No problem . Proof was emailed to hugo , will give him a call tomorrow thanks.

Reactions: Like 1


----------



## Gazzacpt

Sooooo tempted. Got 4 mechs incoming though so need to save money for juice now.


----------



## BigGuy

@Gazzacpt we have some more on the way but they will only arrive in the new year. More than enough time to save LOL.


----------



## Gazzacpt

BigGuy said:


> @Gazzacpt we have some more on the way but they will only arrive in the new year. More than enough time to save LOL.
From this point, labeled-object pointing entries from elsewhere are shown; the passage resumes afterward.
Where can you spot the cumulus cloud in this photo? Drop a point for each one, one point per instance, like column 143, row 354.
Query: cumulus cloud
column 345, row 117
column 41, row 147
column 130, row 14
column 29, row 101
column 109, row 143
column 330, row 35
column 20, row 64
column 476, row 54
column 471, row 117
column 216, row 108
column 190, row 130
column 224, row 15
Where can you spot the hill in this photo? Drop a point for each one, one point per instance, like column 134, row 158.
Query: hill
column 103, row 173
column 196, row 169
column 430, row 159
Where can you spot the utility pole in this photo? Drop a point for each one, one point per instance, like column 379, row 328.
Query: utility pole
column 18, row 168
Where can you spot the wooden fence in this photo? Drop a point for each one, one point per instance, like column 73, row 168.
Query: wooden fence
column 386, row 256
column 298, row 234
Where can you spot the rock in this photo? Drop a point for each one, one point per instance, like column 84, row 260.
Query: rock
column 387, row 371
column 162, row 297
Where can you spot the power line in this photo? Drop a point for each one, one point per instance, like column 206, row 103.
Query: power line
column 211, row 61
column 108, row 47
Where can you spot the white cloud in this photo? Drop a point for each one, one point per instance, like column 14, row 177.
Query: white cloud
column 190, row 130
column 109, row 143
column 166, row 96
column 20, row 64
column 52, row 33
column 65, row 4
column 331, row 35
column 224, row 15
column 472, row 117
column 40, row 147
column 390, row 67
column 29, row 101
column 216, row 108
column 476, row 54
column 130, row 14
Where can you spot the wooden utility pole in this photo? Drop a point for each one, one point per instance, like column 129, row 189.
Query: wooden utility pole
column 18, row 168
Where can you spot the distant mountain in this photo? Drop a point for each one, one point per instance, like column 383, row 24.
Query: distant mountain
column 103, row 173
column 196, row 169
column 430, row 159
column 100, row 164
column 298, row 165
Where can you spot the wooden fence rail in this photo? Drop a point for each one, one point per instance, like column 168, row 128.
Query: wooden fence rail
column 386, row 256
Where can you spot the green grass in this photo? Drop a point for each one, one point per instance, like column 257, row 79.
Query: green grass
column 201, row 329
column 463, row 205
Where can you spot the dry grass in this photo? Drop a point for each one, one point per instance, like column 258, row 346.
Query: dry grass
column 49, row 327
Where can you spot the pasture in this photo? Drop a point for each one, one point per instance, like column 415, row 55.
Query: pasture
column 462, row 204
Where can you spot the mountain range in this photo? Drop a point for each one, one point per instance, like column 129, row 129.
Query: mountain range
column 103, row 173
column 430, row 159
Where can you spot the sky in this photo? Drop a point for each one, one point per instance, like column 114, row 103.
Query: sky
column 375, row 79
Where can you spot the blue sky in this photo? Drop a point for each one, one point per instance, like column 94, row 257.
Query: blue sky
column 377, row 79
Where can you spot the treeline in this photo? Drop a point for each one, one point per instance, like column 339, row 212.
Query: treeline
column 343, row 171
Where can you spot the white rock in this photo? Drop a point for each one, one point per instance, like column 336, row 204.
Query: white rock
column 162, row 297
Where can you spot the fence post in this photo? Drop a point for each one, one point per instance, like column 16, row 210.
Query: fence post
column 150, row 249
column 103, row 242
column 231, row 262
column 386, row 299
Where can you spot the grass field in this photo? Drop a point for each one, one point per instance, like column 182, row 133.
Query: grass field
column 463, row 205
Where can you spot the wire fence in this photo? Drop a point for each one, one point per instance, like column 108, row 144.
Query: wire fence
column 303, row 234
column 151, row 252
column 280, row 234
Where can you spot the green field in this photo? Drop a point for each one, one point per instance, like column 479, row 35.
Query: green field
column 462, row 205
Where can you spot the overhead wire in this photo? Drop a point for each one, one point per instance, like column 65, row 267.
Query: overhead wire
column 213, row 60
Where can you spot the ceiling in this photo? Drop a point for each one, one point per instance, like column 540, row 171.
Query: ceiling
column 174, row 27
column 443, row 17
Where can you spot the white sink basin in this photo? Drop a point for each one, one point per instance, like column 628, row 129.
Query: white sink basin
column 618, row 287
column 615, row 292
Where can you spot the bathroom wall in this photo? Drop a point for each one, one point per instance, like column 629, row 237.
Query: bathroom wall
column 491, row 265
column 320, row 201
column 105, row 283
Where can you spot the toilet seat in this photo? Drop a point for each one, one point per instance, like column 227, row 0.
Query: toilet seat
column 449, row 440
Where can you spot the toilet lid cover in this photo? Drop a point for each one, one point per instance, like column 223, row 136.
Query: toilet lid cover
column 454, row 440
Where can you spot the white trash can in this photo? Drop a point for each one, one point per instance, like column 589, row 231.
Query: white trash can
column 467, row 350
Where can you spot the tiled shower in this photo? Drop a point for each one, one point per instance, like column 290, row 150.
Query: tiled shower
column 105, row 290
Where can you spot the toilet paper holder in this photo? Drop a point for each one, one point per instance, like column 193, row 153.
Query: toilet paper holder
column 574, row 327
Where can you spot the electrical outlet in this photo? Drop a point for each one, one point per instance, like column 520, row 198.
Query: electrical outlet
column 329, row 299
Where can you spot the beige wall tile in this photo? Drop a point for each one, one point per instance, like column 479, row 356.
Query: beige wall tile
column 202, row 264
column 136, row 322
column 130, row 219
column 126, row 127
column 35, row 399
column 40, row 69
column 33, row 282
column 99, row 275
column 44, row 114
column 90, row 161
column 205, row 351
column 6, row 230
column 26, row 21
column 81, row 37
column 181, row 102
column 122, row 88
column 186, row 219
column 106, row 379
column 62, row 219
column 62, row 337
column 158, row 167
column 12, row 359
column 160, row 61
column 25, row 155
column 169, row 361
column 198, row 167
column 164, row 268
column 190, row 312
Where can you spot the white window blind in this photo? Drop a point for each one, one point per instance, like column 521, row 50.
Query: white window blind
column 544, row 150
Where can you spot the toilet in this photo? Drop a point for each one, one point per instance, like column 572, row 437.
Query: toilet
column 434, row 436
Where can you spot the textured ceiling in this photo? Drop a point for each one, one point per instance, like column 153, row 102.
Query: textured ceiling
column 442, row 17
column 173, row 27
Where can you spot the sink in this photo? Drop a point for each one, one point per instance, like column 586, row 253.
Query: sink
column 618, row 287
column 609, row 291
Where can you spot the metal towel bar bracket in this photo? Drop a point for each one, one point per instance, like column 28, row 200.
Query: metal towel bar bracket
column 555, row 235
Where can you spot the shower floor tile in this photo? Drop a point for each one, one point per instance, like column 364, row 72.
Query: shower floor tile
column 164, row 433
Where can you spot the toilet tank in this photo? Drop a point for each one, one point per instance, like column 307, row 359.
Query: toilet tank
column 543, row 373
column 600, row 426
Ok first let me sneak the mechs past HRH then we can talk about making a plan for a flask.


----------



## BigGuy

@Gazzacpt Sneaking past HRH is easy just buy her some shoes and leave it right next to the vape mail. Works every time.

Reactions: Funny 3


----------



## Silver

Hi @BigGuy 

For the uninformed on the regulated front, please can you help me to understand the advantages of this Vapor Flask

I understand the shape is quite unique and perhaps the most unique thing here - and I have held @paulph201 's Flask and it is very comfortable. 

But what about the electronics and the battery configuration?
How is the battery life?
Is it a series connection or are the batteries in parallel?

How does this compare with other 30W regulated mods that only have a single battery?


----------



## BigGuy

@Silver Hey hey so like i am not the best at giving reviews but ill try my best to answer your questions. But before i start the first thing i look at when buying something is the look to be honest and the look of the Flask is just friggen awesome in my opinion. The touch and feel is brilliant as well especially if you have big ass hands like mine it fits into my hands so well.

From the technical aspect. i am using 2 x SONY VTC4 18650 2100mAh 30A batteries even though i am not a seriously low ohm builder.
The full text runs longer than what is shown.